We're not Amays-ed to hear of M&A interest

Press reports indicate that potential acquirers are eyeing off digital-first mobile telephone and energy retailer Amaysim (ASX code: AYS) - either to buy it all or to split mobile and energy.

The Australian says here that "private equity firm Anchorage Capital Partners is the latest group to kick the tyres on Amaysim, which has been under scrutiny from other buyout funds and even telco Optus". It goes on to add that "at least one group" is considering buying both Amaysim and the retail arm of Vocus.

Equitable Investors Dragonfly Fund owns shares in Amaysim and wrote about it as a likely M&A candidate in our last monthly update.

Here's what we wrote:

Amaysim (AYS) is deliberately investing in building out its customer base to put in the best position to negotiate supply terms but we think that at the same time it will be making itself more attractive to acquirers. AYS has just under one million mobile subscribers as well as 203,000 energy customers. 

Its market cap of $117m and $26m net debt is supported by EBITDA guided by the company to be in the range of $33m to $39m - implying that the enterprise value is 4.3x or lower and currently reflects ~ $120 per account. iSelect spent $118 per acquired customer in the 2019 financial year and in its Energy and Telco segment received revenue of $247 per sale from competitors of AYS - that tends to suggest that buying AYS would be excellent value for an industry player.

Note its market cap has nudged up to $123m at the time this post was written.

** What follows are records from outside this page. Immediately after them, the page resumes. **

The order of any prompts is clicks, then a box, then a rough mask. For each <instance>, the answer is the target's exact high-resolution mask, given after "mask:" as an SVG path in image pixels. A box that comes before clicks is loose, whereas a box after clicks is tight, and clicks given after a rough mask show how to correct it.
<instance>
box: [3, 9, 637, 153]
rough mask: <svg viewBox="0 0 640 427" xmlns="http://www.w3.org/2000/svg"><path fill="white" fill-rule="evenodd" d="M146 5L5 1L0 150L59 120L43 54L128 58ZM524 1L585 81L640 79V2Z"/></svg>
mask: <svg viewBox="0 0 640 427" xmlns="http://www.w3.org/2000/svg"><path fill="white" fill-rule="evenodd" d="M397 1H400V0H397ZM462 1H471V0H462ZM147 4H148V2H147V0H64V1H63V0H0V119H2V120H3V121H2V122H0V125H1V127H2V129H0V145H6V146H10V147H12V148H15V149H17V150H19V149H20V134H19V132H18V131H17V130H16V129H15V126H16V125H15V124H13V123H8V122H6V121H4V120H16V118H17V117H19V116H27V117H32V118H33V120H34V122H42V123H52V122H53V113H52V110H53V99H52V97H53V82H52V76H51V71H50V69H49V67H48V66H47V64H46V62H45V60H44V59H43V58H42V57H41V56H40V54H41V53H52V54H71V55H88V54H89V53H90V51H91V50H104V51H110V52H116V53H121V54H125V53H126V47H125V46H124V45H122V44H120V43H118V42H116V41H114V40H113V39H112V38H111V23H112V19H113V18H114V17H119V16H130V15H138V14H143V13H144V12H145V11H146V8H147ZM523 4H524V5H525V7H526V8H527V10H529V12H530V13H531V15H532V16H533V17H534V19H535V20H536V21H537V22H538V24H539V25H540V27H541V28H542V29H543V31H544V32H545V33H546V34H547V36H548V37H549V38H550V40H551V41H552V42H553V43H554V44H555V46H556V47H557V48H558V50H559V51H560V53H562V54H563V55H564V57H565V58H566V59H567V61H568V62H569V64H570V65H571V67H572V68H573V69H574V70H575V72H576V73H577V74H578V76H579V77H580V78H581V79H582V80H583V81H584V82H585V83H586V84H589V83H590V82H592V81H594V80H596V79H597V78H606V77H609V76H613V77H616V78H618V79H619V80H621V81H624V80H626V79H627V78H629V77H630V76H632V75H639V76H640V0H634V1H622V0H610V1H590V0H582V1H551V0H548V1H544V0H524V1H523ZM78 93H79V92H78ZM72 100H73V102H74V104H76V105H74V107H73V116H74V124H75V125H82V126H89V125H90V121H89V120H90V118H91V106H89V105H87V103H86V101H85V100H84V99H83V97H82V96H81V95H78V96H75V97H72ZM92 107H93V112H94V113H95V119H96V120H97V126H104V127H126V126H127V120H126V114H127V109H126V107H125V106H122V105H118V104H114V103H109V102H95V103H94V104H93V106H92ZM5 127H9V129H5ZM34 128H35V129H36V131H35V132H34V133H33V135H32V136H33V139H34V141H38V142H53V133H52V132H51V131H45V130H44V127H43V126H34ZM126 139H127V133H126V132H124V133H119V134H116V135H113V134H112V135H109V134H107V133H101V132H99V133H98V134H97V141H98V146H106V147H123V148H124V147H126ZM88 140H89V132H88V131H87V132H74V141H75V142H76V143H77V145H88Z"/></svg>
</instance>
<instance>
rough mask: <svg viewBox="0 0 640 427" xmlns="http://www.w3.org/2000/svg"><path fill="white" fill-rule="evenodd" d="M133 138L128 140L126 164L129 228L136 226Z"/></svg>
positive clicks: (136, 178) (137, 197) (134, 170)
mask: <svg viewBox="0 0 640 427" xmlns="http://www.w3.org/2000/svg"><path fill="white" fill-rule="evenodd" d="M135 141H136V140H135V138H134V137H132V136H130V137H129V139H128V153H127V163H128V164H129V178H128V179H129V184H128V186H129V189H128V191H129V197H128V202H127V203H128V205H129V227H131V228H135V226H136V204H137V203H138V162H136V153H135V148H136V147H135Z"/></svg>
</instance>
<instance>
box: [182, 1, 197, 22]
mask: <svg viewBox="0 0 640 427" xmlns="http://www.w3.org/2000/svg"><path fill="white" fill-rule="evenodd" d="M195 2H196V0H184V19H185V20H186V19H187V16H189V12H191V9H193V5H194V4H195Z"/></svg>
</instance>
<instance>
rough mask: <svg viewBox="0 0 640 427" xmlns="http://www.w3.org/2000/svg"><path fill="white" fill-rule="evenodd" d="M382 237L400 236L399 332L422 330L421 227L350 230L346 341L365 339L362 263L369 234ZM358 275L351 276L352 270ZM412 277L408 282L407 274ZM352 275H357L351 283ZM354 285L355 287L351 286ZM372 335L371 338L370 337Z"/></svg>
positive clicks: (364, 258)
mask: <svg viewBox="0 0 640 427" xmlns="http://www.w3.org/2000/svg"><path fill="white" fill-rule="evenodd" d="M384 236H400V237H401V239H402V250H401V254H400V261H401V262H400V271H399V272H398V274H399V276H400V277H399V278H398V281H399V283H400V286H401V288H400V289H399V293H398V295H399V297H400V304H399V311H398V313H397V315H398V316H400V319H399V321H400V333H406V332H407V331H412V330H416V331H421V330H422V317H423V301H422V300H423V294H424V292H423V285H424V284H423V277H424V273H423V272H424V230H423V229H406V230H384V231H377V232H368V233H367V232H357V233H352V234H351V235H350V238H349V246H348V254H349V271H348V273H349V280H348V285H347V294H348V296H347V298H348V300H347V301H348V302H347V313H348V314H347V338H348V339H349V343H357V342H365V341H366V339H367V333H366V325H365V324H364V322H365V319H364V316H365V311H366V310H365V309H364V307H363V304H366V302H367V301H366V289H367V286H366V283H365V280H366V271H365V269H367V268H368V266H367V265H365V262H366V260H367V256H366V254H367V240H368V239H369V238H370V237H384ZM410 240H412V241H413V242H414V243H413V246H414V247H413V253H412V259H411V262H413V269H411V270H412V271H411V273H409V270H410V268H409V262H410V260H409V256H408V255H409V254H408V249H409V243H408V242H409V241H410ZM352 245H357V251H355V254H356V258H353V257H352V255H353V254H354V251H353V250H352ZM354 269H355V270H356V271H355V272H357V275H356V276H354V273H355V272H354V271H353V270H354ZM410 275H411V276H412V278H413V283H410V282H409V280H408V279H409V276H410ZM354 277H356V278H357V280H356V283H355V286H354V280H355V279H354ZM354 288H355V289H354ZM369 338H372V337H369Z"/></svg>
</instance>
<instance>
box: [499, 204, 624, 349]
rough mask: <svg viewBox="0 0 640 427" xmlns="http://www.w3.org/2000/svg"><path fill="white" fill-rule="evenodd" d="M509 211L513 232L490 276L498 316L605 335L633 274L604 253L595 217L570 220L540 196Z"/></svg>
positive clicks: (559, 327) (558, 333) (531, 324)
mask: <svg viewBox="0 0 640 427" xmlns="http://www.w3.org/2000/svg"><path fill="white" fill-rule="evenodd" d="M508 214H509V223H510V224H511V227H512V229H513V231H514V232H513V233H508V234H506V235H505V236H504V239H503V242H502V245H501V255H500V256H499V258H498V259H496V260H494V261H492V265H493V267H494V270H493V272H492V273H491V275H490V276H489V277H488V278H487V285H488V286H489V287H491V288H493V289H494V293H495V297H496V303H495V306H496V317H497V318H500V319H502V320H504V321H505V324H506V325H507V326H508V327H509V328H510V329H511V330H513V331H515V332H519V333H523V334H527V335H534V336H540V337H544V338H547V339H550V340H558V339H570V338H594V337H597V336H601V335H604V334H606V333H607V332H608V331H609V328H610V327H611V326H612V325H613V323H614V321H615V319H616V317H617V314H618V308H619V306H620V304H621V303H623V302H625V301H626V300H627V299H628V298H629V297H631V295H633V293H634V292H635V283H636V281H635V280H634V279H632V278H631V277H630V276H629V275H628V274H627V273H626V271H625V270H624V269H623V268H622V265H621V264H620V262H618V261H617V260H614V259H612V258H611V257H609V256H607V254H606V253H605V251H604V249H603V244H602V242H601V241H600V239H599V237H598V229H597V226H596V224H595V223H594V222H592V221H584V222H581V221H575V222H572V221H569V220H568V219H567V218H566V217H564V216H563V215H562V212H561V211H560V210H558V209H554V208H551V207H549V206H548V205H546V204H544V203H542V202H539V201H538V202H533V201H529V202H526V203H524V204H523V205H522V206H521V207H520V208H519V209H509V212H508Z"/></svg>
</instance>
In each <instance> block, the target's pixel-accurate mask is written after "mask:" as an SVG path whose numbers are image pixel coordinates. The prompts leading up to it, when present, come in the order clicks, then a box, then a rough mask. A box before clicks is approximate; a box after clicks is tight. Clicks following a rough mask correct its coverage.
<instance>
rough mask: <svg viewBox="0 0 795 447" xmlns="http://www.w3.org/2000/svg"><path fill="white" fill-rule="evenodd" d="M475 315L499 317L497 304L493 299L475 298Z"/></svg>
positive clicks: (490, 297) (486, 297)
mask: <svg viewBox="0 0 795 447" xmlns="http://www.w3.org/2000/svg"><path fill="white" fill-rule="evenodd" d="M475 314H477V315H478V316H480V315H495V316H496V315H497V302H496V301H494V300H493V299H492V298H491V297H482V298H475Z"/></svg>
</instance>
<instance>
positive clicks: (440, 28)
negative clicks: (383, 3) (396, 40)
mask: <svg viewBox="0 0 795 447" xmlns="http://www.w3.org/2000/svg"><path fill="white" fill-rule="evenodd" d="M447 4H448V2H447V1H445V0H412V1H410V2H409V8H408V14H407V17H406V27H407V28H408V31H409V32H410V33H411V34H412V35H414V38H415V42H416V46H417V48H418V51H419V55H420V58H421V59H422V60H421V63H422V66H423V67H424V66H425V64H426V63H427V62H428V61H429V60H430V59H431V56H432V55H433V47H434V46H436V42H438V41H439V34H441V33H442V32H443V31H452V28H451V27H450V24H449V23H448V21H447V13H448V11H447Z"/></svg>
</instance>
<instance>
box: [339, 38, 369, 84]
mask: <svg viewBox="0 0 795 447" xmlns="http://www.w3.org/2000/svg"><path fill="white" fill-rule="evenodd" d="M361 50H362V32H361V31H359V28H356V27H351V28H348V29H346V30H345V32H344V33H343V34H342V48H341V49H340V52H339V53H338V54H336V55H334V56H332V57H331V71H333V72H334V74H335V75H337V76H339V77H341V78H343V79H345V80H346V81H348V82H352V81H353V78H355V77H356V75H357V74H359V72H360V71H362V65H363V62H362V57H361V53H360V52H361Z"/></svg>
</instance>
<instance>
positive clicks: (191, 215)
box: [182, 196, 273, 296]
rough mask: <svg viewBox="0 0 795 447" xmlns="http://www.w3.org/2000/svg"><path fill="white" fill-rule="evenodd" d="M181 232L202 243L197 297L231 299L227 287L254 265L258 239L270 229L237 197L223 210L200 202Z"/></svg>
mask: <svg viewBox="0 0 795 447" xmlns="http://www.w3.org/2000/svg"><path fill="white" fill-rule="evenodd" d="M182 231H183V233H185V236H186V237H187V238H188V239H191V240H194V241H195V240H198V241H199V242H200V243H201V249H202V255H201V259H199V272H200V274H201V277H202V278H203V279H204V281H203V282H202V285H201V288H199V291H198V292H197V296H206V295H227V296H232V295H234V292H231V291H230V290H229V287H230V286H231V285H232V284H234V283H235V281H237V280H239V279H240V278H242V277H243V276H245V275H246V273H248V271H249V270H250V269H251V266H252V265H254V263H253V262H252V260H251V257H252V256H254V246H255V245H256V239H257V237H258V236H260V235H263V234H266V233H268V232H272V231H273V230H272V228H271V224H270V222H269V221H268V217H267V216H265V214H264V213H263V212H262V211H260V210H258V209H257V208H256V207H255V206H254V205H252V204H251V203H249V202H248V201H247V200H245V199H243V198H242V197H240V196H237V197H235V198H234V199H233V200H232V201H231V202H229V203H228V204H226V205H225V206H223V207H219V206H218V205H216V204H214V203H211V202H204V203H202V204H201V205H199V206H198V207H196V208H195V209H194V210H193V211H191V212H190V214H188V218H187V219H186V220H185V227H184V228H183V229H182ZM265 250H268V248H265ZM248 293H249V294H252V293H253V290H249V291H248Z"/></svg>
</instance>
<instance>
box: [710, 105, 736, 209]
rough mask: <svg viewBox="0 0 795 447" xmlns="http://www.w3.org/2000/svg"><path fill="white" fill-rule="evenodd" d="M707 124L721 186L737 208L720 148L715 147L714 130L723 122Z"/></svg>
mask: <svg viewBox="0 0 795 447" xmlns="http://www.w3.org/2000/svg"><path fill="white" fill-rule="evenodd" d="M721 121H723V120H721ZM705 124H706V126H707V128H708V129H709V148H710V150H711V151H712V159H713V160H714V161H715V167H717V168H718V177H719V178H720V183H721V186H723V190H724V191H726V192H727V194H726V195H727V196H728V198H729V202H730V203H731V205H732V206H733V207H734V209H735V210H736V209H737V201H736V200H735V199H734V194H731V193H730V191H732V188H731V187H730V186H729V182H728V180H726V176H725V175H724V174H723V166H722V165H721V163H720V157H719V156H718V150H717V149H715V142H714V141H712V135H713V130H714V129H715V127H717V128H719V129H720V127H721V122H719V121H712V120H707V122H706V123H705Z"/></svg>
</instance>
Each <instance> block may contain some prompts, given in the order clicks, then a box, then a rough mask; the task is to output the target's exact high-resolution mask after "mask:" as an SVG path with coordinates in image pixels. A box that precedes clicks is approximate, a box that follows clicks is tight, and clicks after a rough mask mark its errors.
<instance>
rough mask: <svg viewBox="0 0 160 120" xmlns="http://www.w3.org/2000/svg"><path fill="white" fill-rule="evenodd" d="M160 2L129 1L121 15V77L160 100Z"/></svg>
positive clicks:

And we included this chart contrasting its Enterprise Value per subscriber and revenue per subscriber with what iSelect is paid per sale it generates for other telco and energy retailers:

We also wrote about Amaysim more generally as a positive contributor to the Dragonfly Fund in the month of October:

Mobile phone and energy provider Amaysim (AYS) was the other key positive performer for the month. It held an uneventful AGM and, having been one of the Fund’s worst performers a month earlier, appeared simply to be bouncing back on improved demand. An interview late in the month by Alan Kohler with AYS chairman Andrew Reitzer is an interesting read for those who can access this link. Mr Reitzer commented: “I think it’s a magnificent business, I think it’s greatly undervalued but people make up their own minds what the share price should be. It’s another two to three years journey until that valuation event is realised.”